Automatic and Speculative Parallel-Stage Decoupled Software Pipelining [abstract]
Zujun Tan, Greg Chan, Ziyang Xu, Sotiris Apostolakis, and David I. August
The Second Young Architect Workshop (YArch), March 2020.
The end of Moore's law and Dennard scaling has raised the need for
work to improve the utilization of transistors. Multicore systems and their
transistors are underutilized due to the lack of sufficient extraction of
multicore-appropriate thread-level parallelism (MATLP) from programs. Over the
last decade and especially in the last year, compiler advancements have
dramatically increased MATLP extraction for sequential codes. In particular,
new lower-validation-cost speculation methods make it possible to bypass limits
of static memory analyses. Applied to DOALL, these methods have been shown to
double the performance over the best prior speculative techniques.
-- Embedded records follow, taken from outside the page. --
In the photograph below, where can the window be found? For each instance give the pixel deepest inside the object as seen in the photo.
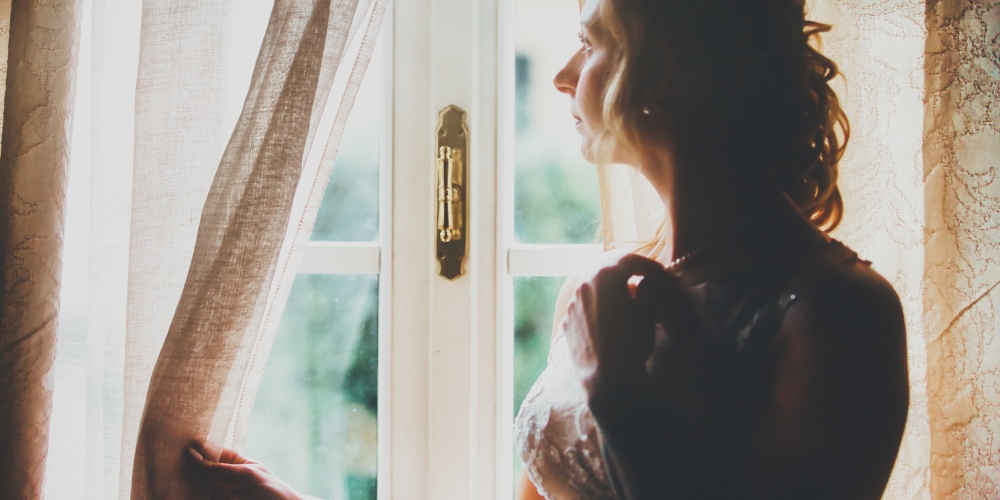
(385, 377)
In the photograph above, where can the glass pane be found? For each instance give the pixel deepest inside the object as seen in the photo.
(534, 305)
(556, 197)
(349, 211)
(314, 419)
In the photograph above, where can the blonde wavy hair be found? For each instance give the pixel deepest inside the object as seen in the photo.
(744, 73)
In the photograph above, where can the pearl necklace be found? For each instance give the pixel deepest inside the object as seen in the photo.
(661, 243)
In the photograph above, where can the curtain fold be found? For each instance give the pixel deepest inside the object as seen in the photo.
(34, 158)
(962, 245)
(201, 371)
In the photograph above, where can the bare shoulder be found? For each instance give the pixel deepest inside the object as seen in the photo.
(847, 304)
(839, 392)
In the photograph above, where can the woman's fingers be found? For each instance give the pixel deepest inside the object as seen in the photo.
(225, 475)
(231, 456)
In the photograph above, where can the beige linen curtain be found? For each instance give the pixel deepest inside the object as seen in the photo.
(922, 191)
(192, 222)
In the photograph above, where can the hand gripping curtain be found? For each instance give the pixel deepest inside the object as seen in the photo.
(259, 210)
(34, 157)
(922, 193)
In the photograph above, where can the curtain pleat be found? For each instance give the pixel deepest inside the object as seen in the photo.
(200, 372)
(34, 158)
(962, 246)
(180, 131)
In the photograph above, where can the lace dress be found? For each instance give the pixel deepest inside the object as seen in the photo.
(557, 435)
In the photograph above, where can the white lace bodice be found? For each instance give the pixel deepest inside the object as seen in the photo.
(557, 435)
(555, 431)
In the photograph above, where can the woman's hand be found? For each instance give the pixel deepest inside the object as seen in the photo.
(611, 322)
(235, 476)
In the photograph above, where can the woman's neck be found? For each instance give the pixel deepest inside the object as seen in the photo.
(702, 206)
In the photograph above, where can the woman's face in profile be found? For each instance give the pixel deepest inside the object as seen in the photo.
(584, 77)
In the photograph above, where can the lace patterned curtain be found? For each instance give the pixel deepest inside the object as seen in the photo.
(197, 196)
(921, 187)
(41, 45)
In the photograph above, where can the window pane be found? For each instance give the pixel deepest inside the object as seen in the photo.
(314, 419)
(555, 190)
(534, 305)
(349, 211)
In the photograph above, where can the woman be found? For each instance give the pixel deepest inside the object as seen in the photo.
(745, 354)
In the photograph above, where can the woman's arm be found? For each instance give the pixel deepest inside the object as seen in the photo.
(236, 476)
(827, 422)
(832, 425)
(526, 489)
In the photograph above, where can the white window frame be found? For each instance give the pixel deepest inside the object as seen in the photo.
(446, 347)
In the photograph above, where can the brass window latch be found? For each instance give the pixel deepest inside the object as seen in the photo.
(452, 194)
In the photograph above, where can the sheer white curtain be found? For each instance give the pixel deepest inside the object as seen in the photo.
(204, 135)
(923, 203)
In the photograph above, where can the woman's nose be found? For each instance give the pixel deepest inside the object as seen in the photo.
(566, 78)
Unfortunately, since these methods only apply to DOALL, they fail completely
when any hard to predict cross-iteration dependence exists. PS-DSWP is a
generalization of DOALL able to handle unpredictable cross-iteration
dependences. Thus, the goal of this work is to combine the
performance-enhancing power of these new speculation methods with the
applicability of PS-DSWP. This work will include porting these efficient
speculative enabling transformations to PS-DSWP, creating a planning phase to
find an application of these techniques that avoid unnecessary speculation and
maximizes parallelism.